After reading a dataset:
dataset <- read.csv("forR.csv")
- How can I get R to give me the number of cases it contains?
- Also, will the returned value include of exclude cases omitted with
na.omit(dataset)?
After reading a dataset:
dataset <- read.csv("forR.csv")
na.omit(dataset)?dataset will be a data frame. As I don't have forR.csv, I'll make up a small data frame for illustration:
set.seed(1)
dataset <- data.frame(A = sample(c(NA, 1:100), 1000, rep = TRUE),
B = rnorm(1000))
> head(dataset)
A B
1 26 0.07730312
2 37 -0.29686864
3 57 -1.18324224
4 91 0.01129269
5 20 0.99160104
6 90 1.59396745
To get the number of cases, count the number of rows using nrow() or NROW():
> nrow(dataset)
[1] 1000
> NROW(dataset)
[1] 1000
To count the data after omitting the NA, use the same tools, but wrap dataset in na.omit():
> NROW(na.omit(dataset))
[1] 993
The difference between NROW() and NCOL() and their lowercase variants (ncol() and nrow()) is that the lowercase versions will only work for objects that have dimensions (arrays, matrices, data frames).
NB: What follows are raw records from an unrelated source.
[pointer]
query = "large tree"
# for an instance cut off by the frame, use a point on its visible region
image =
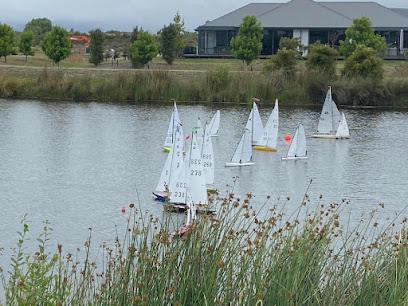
(39, 26)
(361, 33)
(6, 40)
(179, 26)
(144, 49)
(247, 44)
(363, 63)
(321, 58)
(96, 46)
(26, 43)
(56, 44)
(169, 43)
(133, 38)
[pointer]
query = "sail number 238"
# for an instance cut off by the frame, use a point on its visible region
(196, 172)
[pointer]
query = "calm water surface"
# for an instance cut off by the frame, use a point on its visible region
(77, 164)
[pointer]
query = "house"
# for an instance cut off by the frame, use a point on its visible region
(308, 20)
(80, 44)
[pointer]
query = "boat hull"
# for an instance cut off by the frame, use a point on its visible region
(265, 148)
(324, 136)
(181, 208)
(295, 158)
(231, 164)
(160, 196)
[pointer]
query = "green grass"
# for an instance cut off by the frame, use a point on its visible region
(202, 80)
(239, 257)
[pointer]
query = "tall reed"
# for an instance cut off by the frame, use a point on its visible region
(238, 257)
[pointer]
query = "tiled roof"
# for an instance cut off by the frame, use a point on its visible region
(311, 14)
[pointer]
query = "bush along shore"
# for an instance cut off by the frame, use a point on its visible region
(217, 85)
(239, 257)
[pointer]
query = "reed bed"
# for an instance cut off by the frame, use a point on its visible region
(238, 257)
(215, 85)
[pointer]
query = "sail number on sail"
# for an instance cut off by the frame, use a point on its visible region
(196, 172)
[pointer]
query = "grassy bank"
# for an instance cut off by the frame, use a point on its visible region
(222, 82)
(239, 257)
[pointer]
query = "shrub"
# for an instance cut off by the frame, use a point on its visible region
(363, 63)
(321, 58)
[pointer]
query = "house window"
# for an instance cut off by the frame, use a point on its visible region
(278, 34)
(267, 42)
(322, 36)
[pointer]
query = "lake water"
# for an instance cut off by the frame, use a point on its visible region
(77, 164)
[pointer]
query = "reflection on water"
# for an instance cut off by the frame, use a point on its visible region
(77, 164)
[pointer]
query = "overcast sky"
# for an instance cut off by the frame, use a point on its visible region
(123, 15)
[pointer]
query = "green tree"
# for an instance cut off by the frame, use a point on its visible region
(361, 33)
(26, 43)
(6, 40)
(133, 38)
(180, 41)
(56, 44)
(96, 46)
(169, 43)
(321, 58)
(284, 60)
(364, 63)
(289, 43)
(144, 49)
(247, 44)
(39, 26)
(133, 35)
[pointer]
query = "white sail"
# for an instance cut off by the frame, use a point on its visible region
(214, 124)
(208, 158)
(330, 116)
(173, 124)
(254, 124)
(178, 189)
(298, 147)
(177, 184)
(270, 132)
(243, 153)
(173, 162)
(343, 130)
(196, 190)
(200, 133)
(163, 183)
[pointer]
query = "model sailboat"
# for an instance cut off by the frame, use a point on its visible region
(172, 168)
(214, 124)
(173, 124)
(329, 118)
(254, 123)
(269, 139)
(297, 149)
(208, 161)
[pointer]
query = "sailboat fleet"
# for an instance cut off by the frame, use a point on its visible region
(188, 175)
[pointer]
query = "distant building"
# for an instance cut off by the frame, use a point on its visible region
(308, 20)
(80, 44)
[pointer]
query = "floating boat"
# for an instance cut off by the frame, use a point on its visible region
(297, 149)
(269, 139)
(330, 119)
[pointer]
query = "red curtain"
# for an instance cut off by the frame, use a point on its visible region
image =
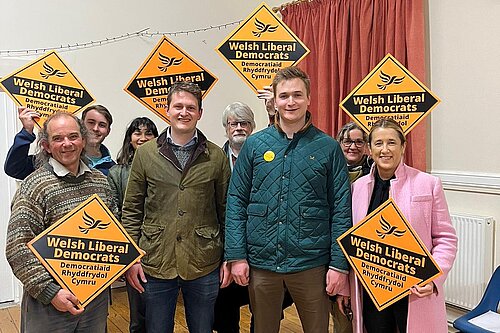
(347, 39)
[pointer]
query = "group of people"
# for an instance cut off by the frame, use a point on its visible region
(255, 222)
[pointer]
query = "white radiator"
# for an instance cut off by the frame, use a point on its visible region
(473, 266)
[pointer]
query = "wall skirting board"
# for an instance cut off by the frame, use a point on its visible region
(466, 182)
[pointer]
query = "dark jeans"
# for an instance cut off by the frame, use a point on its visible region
(137, 310)
(199, 295)
(227, 308)
(385, 321)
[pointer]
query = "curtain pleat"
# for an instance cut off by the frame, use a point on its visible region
(347, 39)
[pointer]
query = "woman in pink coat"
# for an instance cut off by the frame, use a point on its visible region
(421, 199)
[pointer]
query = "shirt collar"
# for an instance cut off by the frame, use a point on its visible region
(61, 171)
(191, 142)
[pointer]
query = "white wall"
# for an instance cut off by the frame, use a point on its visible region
(464, 72)
(464, 55)
(106, 69)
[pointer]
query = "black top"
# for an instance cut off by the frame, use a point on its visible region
(380, 192)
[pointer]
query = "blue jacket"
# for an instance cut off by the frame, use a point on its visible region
(288, 201)
(19, 164)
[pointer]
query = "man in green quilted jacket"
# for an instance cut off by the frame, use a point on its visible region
(288, 201)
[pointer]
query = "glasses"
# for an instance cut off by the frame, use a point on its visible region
(243, 124)
(348, 142)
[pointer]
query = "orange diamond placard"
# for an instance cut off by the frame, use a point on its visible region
(387, 255)
(261, 46)
(166, 64)
(46, 85)
(389, 91)
(86, 250)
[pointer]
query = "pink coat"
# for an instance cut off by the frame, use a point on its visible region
(421, 198)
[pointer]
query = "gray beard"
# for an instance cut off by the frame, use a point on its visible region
(237, 141)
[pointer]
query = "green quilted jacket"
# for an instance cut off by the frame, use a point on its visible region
(288, 201)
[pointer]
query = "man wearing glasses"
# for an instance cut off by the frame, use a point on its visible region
(238, 121)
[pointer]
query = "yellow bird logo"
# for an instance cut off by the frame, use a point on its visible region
(262, 28)
(388, 80)
(91, 224)
(388, 229)
(167, 62)
(50, 71)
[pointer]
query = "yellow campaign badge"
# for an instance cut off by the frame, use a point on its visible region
(86, 250)
(166, 64)
(46, 85)
(389, 91)
(387, 255)
(260, 47)
(268, 156)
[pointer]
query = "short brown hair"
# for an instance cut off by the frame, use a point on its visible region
(289, 73)
(189, 87)
(387, 123)
(102, 110)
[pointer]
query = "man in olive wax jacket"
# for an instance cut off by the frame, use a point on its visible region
(174, 208)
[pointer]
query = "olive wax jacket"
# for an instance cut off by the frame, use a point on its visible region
(177, 215)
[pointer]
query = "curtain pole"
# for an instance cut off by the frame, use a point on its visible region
(286, 4)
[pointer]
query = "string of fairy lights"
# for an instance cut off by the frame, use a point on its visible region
(108, 40)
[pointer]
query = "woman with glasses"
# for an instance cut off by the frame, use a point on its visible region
(353, 142)
(421, 199)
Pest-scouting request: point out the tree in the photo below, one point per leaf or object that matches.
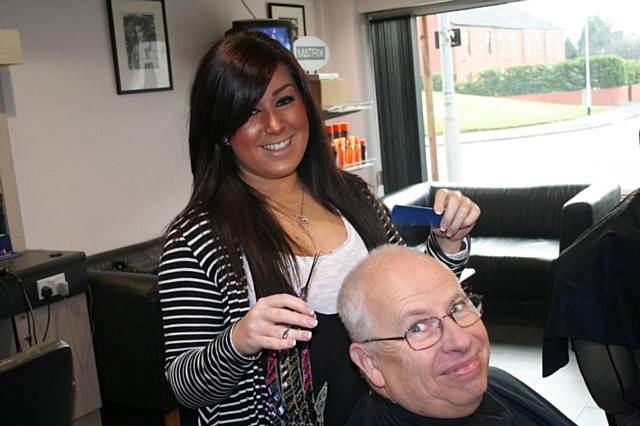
(571, 52)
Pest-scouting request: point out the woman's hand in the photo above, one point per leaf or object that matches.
(460, 216)
(273, 323)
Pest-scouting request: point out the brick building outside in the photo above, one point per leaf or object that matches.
(496, 38)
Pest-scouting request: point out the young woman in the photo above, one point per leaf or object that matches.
(251, 268)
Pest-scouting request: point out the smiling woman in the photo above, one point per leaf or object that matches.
(271, 143)
(251, 268)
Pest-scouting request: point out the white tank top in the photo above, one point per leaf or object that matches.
(328, 275)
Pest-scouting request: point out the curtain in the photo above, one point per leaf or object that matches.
(402, 146)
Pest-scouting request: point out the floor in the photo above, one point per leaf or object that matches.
(517, 348)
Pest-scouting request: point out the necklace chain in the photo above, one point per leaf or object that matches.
(301, 219)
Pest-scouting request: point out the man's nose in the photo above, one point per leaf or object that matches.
(272, 122)
(454, 337)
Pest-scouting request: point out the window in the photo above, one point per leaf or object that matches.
(487, 42)
(548, 44)
(466, 42)
(538, 44)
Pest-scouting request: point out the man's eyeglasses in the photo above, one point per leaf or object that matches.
(428, 331)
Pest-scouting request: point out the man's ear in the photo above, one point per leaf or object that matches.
(362, 356)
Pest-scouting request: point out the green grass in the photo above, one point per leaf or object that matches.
(489, 113)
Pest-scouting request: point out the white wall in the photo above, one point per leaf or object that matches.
(96, 170)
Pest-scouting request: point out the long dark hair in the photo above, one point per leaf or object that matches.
(231, 79)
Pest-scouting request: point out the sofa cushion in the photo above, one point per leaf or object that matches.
(533, 248)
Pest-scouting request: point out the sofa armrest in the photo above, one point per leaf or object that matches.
(129, 340)
(585, 209)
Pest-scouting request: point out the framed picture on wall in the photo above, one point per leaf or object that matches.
(140, 45)
(290, 12)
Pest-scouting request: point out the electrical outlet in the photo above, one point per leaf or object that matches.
(57, 283)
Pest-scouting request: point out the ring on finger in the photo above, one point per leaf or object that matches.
(285, 333)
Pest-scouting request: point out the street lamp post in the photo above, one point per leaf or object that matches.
(451, 131)
(587, 67)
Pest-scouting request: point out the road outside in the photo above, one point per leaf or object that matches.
(601, 147)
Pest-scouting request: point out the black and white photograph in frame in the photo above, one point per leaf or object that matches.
(290, 12)
(140, 45)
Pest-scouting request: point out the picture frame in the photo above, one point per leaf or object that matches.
(140, 45)
(290, 12)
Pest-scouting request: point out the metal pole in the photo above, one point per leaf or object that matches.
(587, 66)
(428, 93)
(451, 131)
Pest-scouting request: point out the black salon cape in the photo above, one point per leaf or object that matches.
(595, 294)
(507, 402)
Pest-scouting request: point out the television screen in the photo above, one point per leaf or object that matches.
(277, 29)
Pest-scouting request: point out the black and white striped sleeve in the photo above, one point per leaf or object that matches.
(202, 365)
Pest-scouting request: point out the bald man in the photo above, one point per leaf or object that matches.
(420, 343)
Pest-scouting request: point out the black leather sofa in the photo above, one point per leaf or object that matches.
(521, 230)
(129, 340)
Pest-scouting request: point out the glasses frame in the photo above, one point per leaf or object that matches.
(440, 321)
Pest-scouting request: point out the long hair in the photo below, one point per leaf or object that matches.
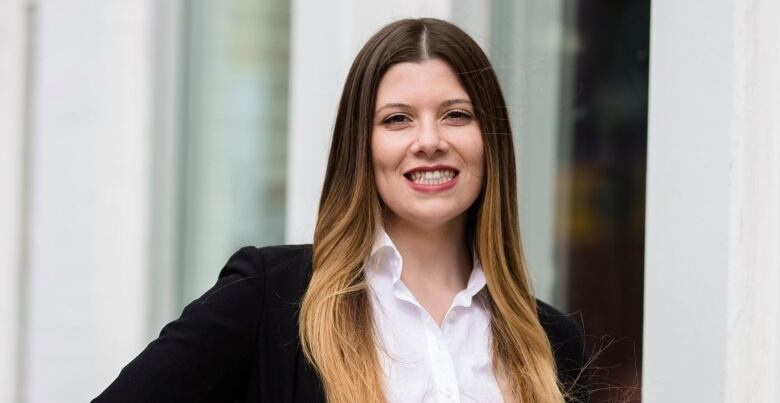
(336, 323)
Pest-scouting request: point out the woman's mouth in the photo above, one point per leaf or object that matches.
(432, 179)
(436, 177)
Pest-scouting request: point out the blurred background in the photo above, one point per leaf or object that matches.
(143, 142)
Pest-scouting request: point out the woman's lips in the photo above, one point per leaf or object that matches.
(432, 184)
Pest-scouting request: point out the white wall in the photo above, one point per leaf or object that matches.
(713, 203)
(12, 125)
(89, 218)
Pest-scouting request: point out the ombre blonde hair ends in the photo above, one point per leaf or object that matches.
(336, 323)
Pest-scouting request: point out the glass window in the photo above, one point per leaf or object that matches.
(234, 134)
(575, 75)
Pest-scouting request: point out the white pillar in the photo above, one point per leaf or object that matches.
(713, 203)
(13, 39)
(89, 201)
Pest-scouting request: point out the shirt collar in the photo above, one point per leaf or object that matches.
(386, 259)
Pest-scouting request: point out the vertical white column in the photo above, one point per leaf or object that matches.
(713, 203)
(529, 58)
(13, 42)
(89, 208)
(322, 51)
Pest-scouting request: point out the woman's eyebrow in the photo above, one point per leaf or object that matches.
(393, 105)
(451, 102)
(447, 103)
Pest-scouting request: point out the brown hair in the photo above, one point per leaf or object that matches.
(336, 323)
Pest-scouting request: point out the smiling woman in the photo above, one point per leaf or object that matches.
(415, 287)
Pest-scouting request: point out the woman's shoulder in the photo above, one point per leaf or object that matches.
(251, 261)
(284, 270)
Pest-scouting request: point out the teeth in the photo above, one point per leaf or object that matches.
(432, 177)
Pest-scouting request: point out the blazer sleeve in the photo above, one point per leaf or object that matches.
(204, 355)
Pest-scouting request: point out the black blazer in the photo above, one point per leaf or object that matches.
(239, 341)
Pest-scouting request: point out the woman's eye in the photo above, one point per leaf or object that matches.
(395, 120)
(458, 116)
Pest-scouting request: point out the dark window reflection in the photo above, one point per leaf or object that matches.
(606, 173)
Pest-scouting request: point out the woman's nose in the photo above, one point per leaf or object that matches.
(429, 139)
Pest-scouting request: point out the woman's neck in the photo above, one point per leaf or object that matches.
(436, 259)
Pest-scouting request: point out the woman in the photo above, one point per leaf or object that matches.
(415, 287)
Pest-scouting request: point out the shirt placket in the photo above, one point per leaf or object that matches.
(442, 365)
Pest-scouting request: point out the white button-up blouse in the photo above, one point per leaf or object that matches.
(421, 361)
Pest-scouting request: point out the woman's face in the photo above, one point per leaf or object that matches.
(426, 144)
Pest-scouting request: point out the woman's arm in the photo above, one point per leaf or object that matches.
(204, 355)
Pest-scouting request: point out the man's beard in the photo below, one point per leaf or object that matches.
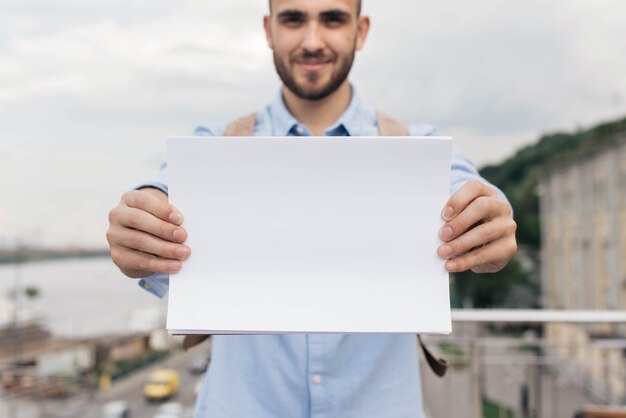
(319, 92)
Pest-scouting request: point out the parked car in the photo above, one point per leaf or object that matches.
(162, 384)
(116, 409)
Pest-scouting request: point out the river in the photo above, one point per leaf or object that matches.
(80, 297)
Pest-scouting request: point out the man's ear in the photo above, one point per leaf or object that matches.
(363, 28)
(267, 25)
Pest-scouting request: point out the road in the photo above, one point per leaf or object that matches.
(129, 388)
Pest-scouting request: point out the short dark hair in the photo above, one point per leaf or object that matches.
(358, 7)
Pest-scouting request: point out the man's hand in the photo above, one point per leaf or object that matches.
(479, 233)
(145, 234)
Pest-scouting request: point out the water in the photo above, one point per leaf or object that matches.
(80, 297)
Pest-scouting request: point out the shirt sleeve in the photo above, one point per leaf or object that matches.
(462, 169)
(158, 283)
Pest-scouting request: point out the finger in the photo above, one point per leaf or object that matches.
(141, 264)
(478, 236)
(149, 202)
(480, 210)
(147, 243)
(143, 221)
(489, 258)
(464, 196)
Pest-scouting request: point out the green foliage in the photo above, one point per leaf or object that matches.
(517, 176)
(488, 290)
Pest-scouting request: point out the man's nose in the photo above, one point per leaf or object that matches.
(313, 39)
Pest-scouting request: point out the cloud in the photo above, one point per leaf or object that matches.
(89, 89)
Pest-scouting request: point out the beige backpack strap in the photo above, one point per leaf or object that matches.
(439, 366)
(243, 126)
(388, 126)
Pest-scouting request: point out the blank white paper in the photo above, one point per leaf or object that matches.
(310, 234)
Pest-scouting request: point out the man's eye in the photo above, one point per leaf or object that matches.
(292, 19)
(334, 19)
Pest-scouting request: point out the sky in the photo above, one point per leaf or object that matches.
(89, 90)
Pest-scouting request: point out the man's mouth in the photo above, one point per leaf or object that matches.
(313, 64)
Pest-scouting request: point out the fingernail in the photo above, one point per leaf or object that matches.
(447, 213)
(445, 233)
(182, 252)
(176, 218)
(178, 234)
(445, 251)
(175, 266)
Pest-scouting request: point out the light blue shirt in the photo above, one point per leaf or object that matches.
(313, 375)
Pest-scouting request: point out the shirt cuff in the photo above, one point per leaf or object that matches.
(156, 283)
(156, 184)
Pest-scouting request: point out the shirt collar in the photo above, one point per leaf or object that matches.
(352, 122)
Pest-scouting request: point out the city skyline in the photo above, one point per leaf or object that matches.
(90, 90)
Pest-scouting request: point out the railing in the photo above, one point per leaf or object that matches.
(552, 370)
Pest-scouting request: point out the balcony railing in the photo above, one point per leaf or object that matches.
(529, 363)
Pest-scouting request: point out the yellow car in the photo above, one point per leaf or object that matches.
(161, 384)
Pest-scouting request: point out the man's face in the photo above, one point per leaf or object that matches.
(314, 42)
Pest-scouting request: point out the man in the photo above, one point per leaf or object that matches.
(313, 43)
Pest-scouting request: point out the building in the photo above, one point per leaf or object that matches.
(583, 229)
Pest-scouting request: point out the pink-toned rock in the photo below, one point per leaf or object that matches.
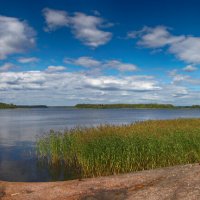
(180, 182)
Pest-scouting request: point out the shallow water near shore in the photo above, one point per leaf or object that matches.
(20, 127)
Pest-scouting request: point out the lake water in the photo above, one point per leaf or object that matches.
(20, 127)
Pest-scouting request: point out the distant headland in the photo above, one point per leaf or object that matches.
(103, 106)
(138, 106)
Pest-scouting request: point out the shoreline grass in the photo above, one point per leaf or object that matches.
(110, 149)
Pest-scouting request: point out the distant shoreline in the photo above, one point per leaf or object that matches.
(103, 106)
(133, 106)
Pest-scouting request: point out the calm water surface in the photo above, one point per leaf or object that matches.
(20, 127)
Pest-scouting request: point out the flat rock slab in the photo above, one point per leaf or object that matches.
(180, 182)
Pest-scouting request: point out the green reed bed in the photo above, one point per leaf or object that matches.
(110, 149)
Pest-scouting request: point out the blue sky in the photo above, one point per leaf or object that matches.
(59, 52)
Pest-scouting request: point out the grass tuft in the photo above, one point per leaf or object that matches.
(109, 149)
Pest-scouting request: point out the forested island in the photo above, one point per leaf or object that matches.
(139, 106)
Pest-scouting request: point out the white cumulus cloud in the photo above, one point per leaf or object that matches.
(16, 36)
(86, 28)
(184, 47)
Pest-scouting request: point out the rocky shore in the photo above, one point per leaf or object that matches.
(180, 182)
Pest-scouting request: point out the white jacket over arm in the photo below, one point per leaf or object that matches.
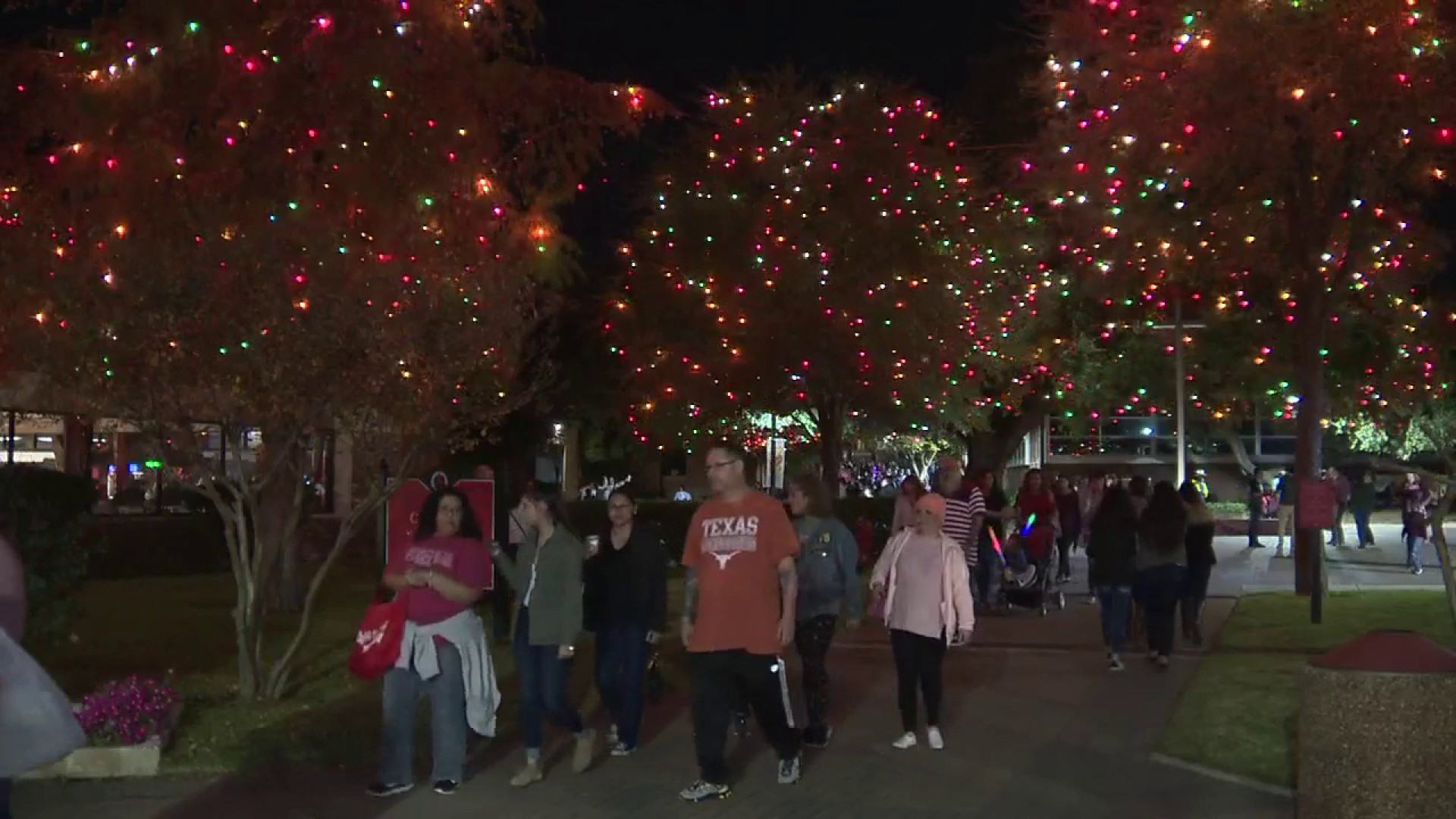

The uppercase versions will work with vectors, which are treated as if they were a 1 column matrix, and are robust if you end up subsetting your data such that R drops an empty dimension.
Alternatively, use complete.cases() and sum it (complete.cases() returns a logical vector [TRUE or FALSE] indicating if any observations are NA for any rows.
> sum(complete.cases(dataset))
[1] 993
Briefly:
Run dim(dataset) to retrieve both n and k, you can also use nrow(df) and ncol(df) (and even NROW(df) and NCOL(df) -- variants are needed for other types too).
If you transform e.g. via dataset <- na.omit(dataset), then the cases are gone and are not counted. But if you do e.g. summary(dataset) the NA cases are accounted for.